Accordingly, the report calls for milder sentences for minor crimes and the introduction of methods such as home arrest and fines instead of prison terms.
It also draws attention once again to the authorities failure to allow access to jails by the International Committee of the Red Cross. The government has made feeble overturtes in that direction in the past, but nothing has ever come of it.
Clearly, the main reason that the Turkmens don’t want foreigners nosing about their prisons is because of what they might find in there. Tuberculosis – which is likely to become worse in the country in the absence of Medecins Sans Frontieres, who left under bad cloud last year – is rampant. If TIHR’s report is even half accurate, the conditions are nightmarish and the cruelty routine.
But perhaps even more importantly, for the highly sensitive Turkmen authorities, prisons are full of political undesirables that might be inclined to say something inappropriate.
At any rate, it would have have been legitimate to expect this report and its findings to disappear down a deep, dark hole, but the government has responded with surprising alacrity, as AP reports:
Turkmenistan’s president has ordered the country’s maximum prison sentence cut to 15 years and called for improving prison conditions, state media reported Tuesday.
The measures come as doubts grow about the authoritarian government’s commitment to democratic reforms.
President Gurbanguli Berdymukhamedov told a meeting of security officials Monday that the maximum sentence will be reduced from 25 years and fines will replace prison time for certain crimes, state newspaper Neutral Turkmenistan reported.
Berdymukhamedov instructed the interior minister to study bringing prison conditions up to international standards, the paper said.

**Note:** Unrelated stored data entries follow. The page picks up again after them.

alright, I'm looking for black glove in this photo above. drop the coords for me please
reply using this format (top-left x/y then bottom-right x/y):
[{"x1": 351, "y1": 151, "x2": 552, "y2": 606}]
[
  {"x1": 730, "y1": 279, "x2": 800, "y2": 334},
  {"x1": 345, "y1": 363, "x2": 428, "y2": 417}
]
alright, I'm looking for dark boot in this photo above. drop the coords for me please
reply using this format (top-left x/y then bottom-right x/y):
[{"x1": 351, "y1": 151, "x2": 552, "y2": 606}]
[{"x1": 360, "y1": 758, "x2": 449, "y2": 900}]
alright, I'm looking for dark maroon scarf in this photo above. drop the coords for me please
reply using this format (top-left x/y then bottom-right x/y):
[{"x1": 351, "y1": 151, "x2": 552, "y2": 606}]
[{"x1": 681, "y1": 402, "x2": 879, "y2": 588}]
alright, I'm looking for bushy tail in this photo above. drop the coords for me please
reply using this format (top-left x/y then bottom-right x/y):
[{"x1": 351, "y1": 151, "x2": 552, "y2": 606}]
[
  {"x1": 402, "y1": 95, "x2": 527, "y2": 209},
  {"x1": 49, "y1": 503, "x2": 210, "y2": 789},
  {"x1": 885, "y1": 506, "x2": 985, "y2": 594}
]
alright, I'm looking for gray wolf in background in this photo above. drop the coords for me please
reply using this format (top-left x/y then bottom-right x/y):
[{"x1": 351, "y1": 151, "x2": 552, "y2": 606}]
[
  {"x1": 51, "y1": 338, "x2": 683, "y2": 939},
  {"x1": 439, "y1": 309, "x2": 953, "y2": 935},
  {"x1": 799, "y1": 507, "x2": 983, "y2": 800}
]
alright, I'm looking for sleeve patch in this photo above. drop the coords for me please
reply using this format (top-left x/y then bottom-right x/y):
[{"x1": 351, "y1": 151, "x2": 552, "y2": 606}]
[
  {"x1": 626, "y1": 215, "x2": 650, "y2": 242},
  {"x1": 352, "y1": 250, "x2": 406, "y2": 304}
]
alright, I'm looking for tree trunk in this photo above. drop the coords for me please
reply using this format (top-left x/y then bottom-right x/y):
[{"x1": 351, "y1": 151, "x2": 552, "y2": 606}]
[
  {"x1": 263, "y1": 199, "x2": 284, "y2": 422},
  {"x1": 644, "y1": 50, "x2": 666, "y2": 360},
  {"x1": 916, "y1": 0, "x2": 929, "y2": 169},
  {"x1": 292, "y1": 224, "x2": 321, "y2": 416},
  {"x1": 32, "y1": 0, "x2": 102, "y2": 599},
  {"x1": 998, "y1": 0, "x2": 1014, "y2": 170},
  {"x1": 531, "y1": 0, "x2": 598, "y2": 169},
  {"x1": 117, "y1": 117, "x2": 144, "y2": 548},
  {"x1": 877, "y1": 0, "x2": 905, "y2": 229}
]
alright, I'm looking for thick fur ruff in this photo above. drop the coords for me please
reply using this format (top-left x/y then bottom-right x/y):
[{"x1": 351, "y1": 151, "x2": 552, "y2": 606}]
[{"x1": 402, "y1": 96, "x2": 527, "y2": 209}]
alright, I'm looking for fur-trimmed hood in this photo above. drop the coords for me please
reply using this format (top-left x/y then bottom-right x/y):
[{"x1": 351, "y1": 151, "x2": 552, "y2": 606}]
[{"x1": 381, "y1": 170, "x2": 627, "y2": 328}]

Where the authorities fall short, however, is on the issue of oversight. All Berdymukhamedov seems willing to commit to is to allow unspecified civic groups to monitor the state of jails. But given how craven and toothless those groups tend to be in Turkmenistan, there is no reason to believe that will come to anything.
Regardless of how this works out – and on the face of it, this announcement is unequivocably good news – the very fact that the government seems to have been stung into action by the report of an exiled activist group is a startling development.
Who knows that Berdymukhamedov hasn’t been surfing the net?